Like any malcontent, my first instinct was to hop on Craig's List in search of employment and housing options. This was a time (and maybe it's still true in San Fran) where people posted appealing professional opportunities on CL. Rather than the crappy freelance technical writing shit I find today on the DC branch of CL, there were interesting jobs at places I would want to work, like ad agencies and museums. I never applied for any of these gigs because I eventually decided to move east where I had friends, and more importantly, where I did not have parents.
Fast forward to the present. CL in DC is a total mess. Rants and Raves seems to exist soley for the purpose of railing against fat chicks, bragging about incomes, and blabbing about boring political matters in totally uninformed and dull manners. I suppose the housing ads are good, but that's all the credit I am willing to give it.

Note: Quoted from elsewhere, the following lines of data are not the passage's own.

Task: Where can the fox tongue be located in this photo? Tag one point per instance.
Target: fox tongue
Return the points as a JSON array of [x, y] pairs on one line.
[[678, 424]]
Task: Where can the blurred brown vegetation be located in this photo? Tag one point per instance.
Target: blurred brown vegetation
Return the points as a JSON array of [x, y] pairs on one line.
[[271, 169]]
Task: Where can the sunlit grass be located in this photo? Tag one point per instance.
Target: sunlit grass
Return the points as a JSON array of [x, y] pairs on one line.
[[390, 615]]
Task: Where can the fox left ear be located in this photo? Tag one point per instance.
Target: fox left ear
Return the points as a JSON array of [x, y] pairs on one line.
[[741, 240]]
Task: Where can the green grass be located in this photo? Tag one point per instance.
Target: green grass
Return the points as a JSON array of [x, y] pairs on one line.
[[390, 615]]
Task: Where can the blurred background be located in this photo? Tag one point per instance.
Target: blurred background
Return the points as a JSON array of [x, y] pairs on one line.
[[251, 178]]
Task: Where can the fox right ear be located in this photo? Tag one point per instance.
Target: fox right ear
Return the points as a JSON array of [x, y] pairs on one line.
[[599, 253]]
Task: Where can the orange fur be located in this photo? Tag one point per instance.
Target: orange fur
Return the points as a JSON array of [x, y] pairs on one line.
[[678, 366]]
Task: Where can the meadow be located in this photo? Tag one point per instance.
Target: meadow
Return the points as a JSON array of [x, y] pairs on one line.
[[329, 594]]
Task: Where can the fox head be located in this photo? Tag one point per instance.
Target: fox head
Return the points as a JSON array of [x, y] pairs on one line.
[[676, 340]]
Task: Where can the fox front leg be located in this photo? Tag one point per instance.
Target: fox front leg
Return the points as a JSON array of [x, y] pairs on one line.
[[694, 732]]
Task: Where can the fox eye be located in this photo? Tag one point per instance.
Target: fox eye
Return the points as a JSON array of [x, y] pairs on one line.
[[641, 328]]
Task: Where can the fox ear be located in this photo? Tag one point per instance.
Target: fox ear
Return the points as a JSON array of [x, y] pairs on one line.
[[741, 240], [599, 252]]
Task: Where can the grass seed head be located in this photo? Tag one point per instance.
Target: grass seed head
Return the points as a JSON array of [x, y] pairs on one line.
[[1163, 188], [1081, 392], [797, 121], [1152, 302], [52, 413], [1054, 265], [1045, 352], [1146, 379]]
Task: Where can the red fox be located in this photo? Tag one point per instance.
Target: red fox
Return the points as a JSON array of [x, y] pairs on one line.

I determined some time ago that because CL was so lacking in benefits that the least I could do was use it to entertain myself by posting bogus ads in the Missed Connections. This was not unlike the times in college when my friend A and I would make signs for parties that didn't exist (at addresses that did) and plaster them all over the library and the student mail room. Good old immature, pointless pranking. In perusing
this site today I learned that I am not the only one who does this. I'm sure plenty of others do as well but since I haven't read about them I can't know for sure.
The approach taken by Blair contrasts sharply with mine. For starters, she's funnier than I am. Secondly, her posts are outrageously out there. I always sought to make them sound almost exactly like everyone else's while subtly making fun of everyone else's (you: white baseball cap, khakis, blue button down, brown hair, athletic, drinking a miller light at Mug Night at Whitlows)(everyone in DC looks alike, get it? original, i know) (me: blond hair, slender, wearing a cardigan, camisole, short skirt) (more of the same, ha ha). The post would then describe some totally generic encounter about a shared love of a sports team, a bummed smoke, and a request for future interaction. Then I would sit back and wait for the responses to pour in. Which they did, and it was comical yet slightly sad. I could never tell which of the guys who responded were on to prank and which ones wrote in ernest. Eventually, the ruse would bore me and I'd craft a different faux-encounter. Then I tired of the activity and stopped posting.
Blair's on the other hand, are completely the opposite. She writes of throwing eggs off balconies when stoned and her desire for encounters with men in bunny outfits wielding giant carrots. It's all incredibly amusing and I encourage you to check it out.
Posting fake ads to Craig's List is entirely snarky and underhanded, embodying the worst qualities of ironic sneering hipsterdom. But it does add entertainment to a blah afternoon at the office. Perhaps our antics will inspire more of the same for some of you dear readers.